Tokyo-based seafood company Maruha Nichiro conducted an internet survey from 6 to 8 March of 1,000 people aged 15 to 59 in the Kanto and Kansai regions who eat at “kaiten” (rotary) sushi shops at least once a month. The company asked what kinds of toppings the participants had recently eaten and calculated the percentage of subjects who had eaten each kind of topping.
Salmon was the leader for the sixth consecutive year, especially among women, at 52.4 percent.
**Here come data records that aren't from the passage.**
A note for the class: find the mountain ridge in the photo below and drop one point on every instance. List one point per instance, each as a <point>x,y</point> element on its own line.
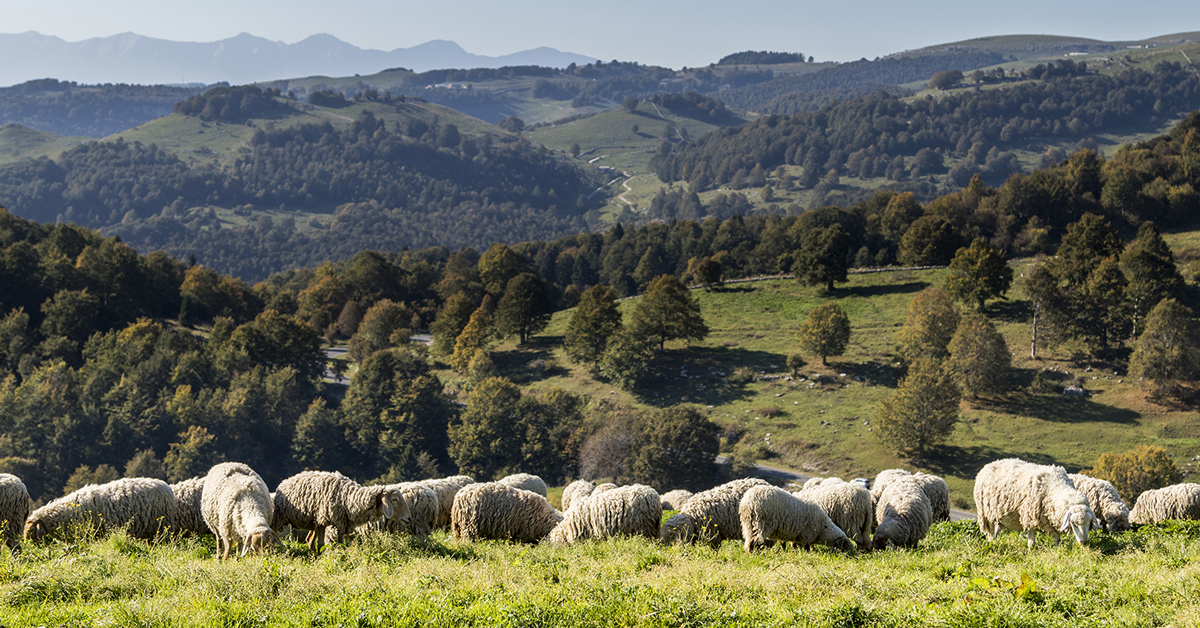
<point>244,58</point>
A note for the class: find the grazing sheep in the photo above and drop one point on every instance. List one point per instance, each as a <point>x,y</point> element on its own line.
<point>576,490</point>
<point>316,500</point>
<point>495,510</point>
<point>525,482</point>
<point>633,510</point>
<point>847,503</point>
<point>189,518</point>
<point>769,513</point>
<point>676,498</point>
<point>903,514</point>
<point>1179,501</point>
<point>1109,508</point>
<point>1013,494</point>
<point>711,516</point>
<point>237,507</point>
<point>15,506</point>
<point>147,506</point>
<point>445,490</point>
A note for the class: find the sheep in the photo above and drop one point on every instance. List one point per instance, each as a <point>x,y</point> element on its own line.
<point>189,518</point>
<point>445,490</point>
<point>935,489</point>
<point>527,482</point>
<point>495,510</point>
<point>1110,509</point>
<point>849,504</point>
<point>903,514</point>
<point>711,516</point>
<point>576,490</point>
<point>15,506</point>
<point>676,498</point>
<point>633,510</point>
<point>1179,501</point>
<point>147,506</point>
<point>1013,494</point>
<point>237,507</point>
<point>769,513</point>
<point>316,500</point>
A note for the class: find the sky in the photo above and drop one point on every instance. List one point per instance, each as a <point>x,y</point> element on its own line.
<point>666,33</point>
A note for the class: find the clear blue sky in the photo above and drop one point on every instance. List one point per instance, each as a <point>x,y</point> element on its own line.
<point>666,33</point>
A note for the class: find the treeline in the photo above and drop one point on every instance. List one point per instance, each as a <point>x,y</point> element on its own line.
<point>880,135</point>
<point>69,108</point>
<point>889,71</point>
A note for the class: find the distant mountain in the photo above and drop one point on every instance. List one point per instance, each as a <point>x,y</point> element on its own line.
<point>131,58</point>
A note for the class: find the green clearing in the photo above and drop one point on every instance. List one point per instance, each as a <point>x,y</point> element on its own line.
<point>817,423</point>
<point>955,578</point>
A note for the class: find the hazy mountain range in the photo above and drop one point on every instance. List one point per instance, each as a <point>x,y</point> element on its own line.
<point>131,58</point>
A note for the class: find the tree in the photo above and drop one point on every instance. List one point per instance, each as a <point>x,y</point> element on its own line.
<point>525,309</point>
<point>928,328</point>
<point>676,449</point>
<point>979,357</point>
<point>922,412</point>
<point>1169,347</point>
<point>826,332</point>
<point>667,312</point>
<point>978,273</point>
<point>1150,268</point>
<point>823,257</point>
<point>593,323</point>
<point>1137,471</point>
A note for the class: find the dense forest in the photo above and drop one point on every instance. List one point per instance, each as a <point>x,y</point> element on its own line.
<point>873,136</point>
<point>102,370</point>
<point>67,108</point>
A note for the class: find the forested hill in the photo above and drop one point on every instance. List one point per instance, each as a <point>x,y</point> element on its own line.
<point>90,111</point>
<point>965,132</point>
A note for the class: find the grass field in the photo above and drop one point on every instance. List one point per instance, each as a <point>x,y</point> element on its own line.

This is over 20 points ahead of second-placed tuna, which 31 percent of women had eaten.
The top 10 items for all respondents were: salmon (46.3), tuna (red meat) at 34.2, yellowtail (30.2), fatty tuna belly (30.1), squid (22.5), green onion and fatty tuna belly (21.2), raw shrimp (18.6), horse mackerel (17.4), halibut dorsal fin muscle (“engawa” in Japanese) at 16.8, and salmon eggs (16.7).
Changes from years past are that squid has fallen a bit and egg is no longer in the top ten.
In the same survey, 54 percent of respondents said that they had been on a date to a conveyor-belt restaurant – significant because such places are sometimes considered to be fast food.
They also rated bad behaviors, including: eating only the topping while leaving the rice, wearing strong fragrances, getting upset at wait-times to be seated, taking someone else’s order, placing an order and then having it rejected, returning a plate grabbed accidentally, reaching over the conveyor belt to grab a plate from the opposite side, preparing your own tea and soy sauce without offering them to your date, making your date grab your plates from the conveyor for you, and competing to eat the highest number of plates.